Last Updated on Mon Jul 31 19:56:31 2017
Published at http://rpubs.com/enghanwenalvin/293012
Our task is to obtain a regression model for a wine quality data set. The data set contains records on the analysis of wine samples. Each record describes some chemical properties of the wine sample, together with a quality score (between 0 and 10) assigned by some wine experts.

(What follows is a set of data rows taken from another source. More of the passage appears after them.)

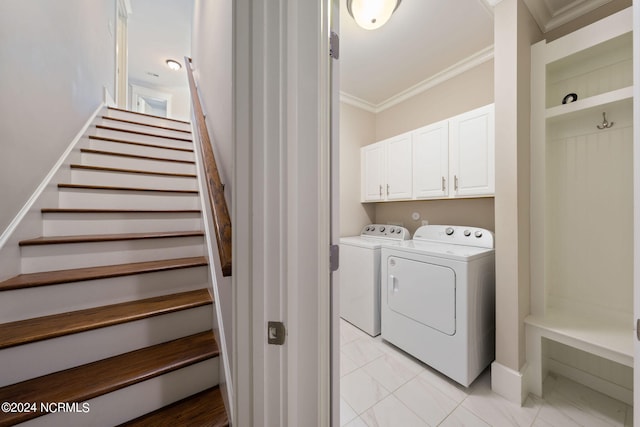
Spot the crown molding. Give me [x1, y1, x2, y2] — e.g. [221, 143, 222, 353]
[524, 0, 612, 33]
[340, 91, 378, 113]
[340, 45, 493, 113]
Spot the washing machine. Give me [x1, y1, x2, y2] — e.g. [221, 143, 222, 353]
[381, 225, 495, 387]
[338, 224, 411, 336]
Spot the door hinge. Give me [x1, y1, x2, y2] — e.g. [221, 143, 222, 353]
[267, 322, 287, 345]
[329, 31, 340, 59]
[329, 245, 340, 272]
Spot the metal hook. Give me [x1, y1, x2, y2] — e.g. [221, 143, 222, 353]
[596, 113, 613, 129]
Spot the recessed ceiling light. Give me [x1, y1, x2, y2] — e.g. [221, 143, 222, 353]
[347, 0, 401, 30]
[165, 59, 182, 71]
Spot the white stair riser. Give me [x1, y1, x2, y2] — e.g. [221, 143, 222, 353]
[0, 305, 213, 386]
[94, 128, 193, 148]
[43, 213, 202, 236]
[104, 110, 191, 130]
[71, 169, 198, 190]
[89, 139, 195, 161]
[81, 153, 196, 174]
[21, 358, 219, 427]
[58, 188, 200, 209]
[0, 266, 209, 323]
[21, 237, 204, 274]
[99, 119, 191, 139]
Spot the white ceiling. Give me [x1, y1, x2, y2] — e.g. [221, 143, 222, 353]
[340, 0, 496, 109]
[128, 0, 193, 87]
[524, 0, 611, 32]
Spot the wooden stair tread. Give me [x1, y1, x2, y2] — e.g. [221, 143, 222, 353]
[0, 330, 219, 426]
[58, 184, 198, 194]
[118, 386, 229, 427]
[102, 116, 191, 134]
[0, 257, 208, 291]
[96, 125, 193, 142]
[71, 164, 196, 178]
[40, 208, 200, 213]
[80, 148, 196, 165]
[89, 135, 193, 153]
[19, 231, 204, 246]
[0, 289, 212, 349]
[108, 107, 191, 125]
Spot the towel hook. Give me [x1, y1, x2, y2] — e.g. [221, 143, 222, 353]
[596, 113, 613, 129]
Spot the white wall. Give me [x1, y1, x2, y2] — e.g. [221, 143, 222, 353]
[191, 0, 238, 410]
[340, 103, 376, 236]
[0, 0, 116, 234]
[191, 0, 233, 206]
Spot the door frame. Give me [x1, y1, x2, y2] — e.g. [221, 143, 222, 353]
[633, 0, 640, 423]
[115, 0, 133, 108]
[231, 0, 337, 426]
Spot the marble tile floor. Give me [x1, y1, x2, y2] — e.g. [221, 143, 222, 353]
[340, 319, 633, 427]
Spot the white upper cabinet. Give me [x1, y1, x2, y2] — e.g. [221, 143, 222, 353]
[360, 142, 386, 202]
[412, 120, 449, 199]
[449, 104, 495, 197]
[361, 104, 495, 202]
[385, 133, 413, 200]
[360, 133, 412, 202]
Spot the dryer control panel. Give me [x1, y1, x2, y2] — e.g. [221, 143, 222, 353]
[360, 224, 411, 240]
[413, 225, 494, 249]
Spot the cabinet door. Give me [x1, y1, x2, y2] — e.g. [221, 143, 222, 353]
[360, 143, 386, 202]
[412, 120, 449, 199]
[449, 104, 495, 196]
[385, 133, 413, 200]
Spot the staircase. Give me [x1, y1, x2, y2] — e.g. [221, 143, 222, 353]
[0, 108, 228, 426]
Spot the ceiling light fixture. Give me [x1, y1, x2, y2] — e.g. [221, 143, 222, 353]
[165, 59, 182, 71]
[347, 0, 401, 30]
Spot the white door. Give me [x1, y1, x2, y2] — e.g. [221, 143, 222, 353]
[360, 142, 386, 202]
[633, 0, 640, 418]
[449, 104, 495, 196]
[412, 120, 449, 199]
[383, 133, 413, 200]
[329, 0, 340, 427]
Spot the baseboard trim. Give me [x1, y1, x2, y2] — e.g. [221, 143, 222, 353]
[491, 362, 529, 405]
[0, 102, 105, 251]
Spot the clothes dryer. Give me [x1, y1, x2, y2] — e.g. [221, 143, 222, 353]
[381, 225, 495, 386]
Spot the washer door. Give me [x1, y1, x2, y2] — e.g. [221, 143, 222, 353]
[386, 256, 456, 339]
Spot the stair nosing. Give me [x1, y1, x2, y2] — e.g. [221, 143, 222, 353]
[96, 125, 193, 142]
[102, 115, 191, 134]
[80, 148, 196, 165]
[89, 135, 193, 153]
[116, 385, 229, 427]
[0, 257, 208, 291]
[0, 330, 220, 425]
[18, 230, 204, 247]
[107, 107, 191, 125]
[0, 288, 213, 349]
[70, 164, 198, 178]
[58, 184, 199, 194]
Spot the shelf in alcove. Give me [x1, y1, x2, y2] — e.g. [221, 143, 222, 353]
[525, 307, 634, 366]
[545, 86, 633, 120]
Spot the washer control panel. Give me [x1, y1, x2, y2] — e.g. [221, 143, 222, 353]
[360, 224, 411, 240]
[413, 225, 494, 248]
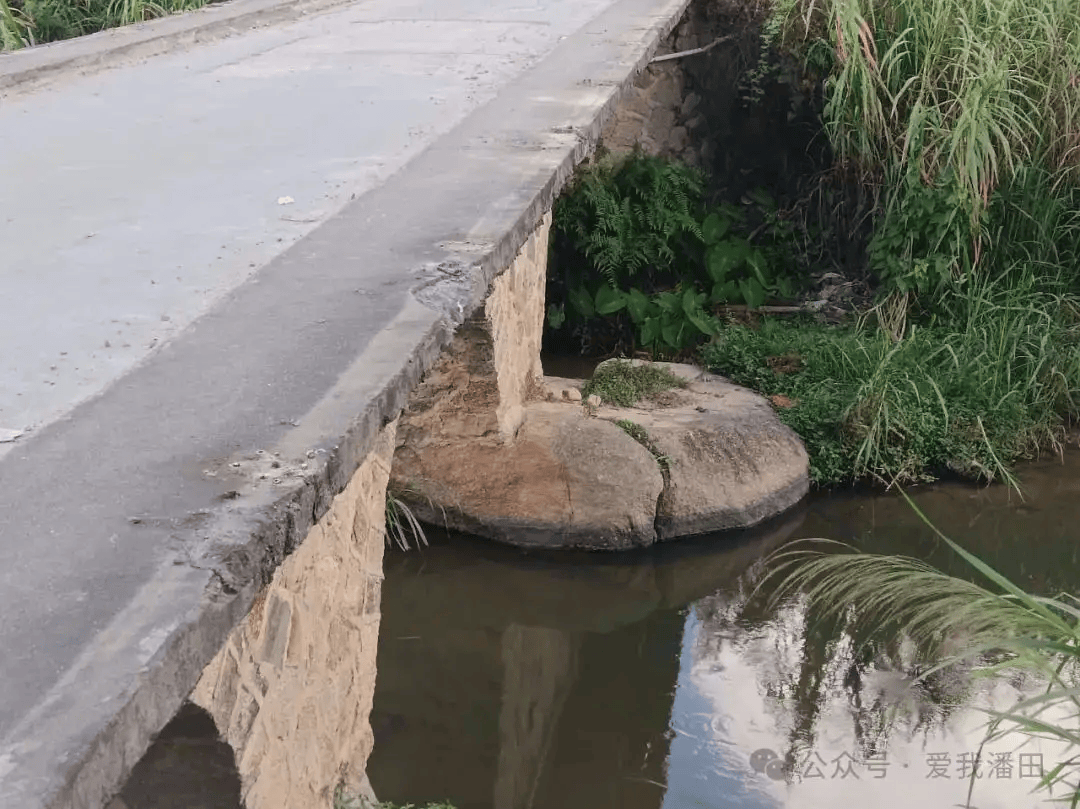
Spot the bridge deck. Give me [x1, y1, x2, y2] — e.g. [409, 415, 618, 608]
[0, 0, 686, 809]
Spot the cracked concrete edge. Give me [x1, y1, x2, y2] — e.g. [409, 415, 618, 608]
[0, 0, 353, 93]
[8, 0, 690, 809]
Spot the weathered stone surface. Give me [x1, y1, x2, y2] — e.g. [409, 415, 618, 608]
[391, 402, 663, 550]
[392, 365, 809, 550]
[597, 365, 810, 540]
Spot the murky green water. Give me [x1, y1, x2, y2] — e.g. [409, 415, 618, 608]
[368, 453, 1080, 809]
[122, 451, 1080, 809]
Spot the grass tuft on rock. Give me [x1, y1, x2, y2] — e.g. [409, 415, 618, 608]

Our goal is to use this data set to obtain a regression model that can be used to assign a quality score to a new sample of wine based on its chemical properties.
Let us first import the data.
load("redWine.Rdata")
We take a quick look at the data.
str(redWine)
## 'data.frame': 1599 obs. of 12 variables:
## $ fixed.acidity : num 7.4 7.8 7.8 11.2 7.4 7.4 7.9 7.3 7.8 7.5 ...
## $ volatile.acidity : num 0.7 0.88 0.76 0.28 0.7 0.66 0.6 0.65 0.58 0.5 ...
## $ citric.acid : num 0 0 0.04 0.56 0 0 0.06 0 0.02 0.36 ...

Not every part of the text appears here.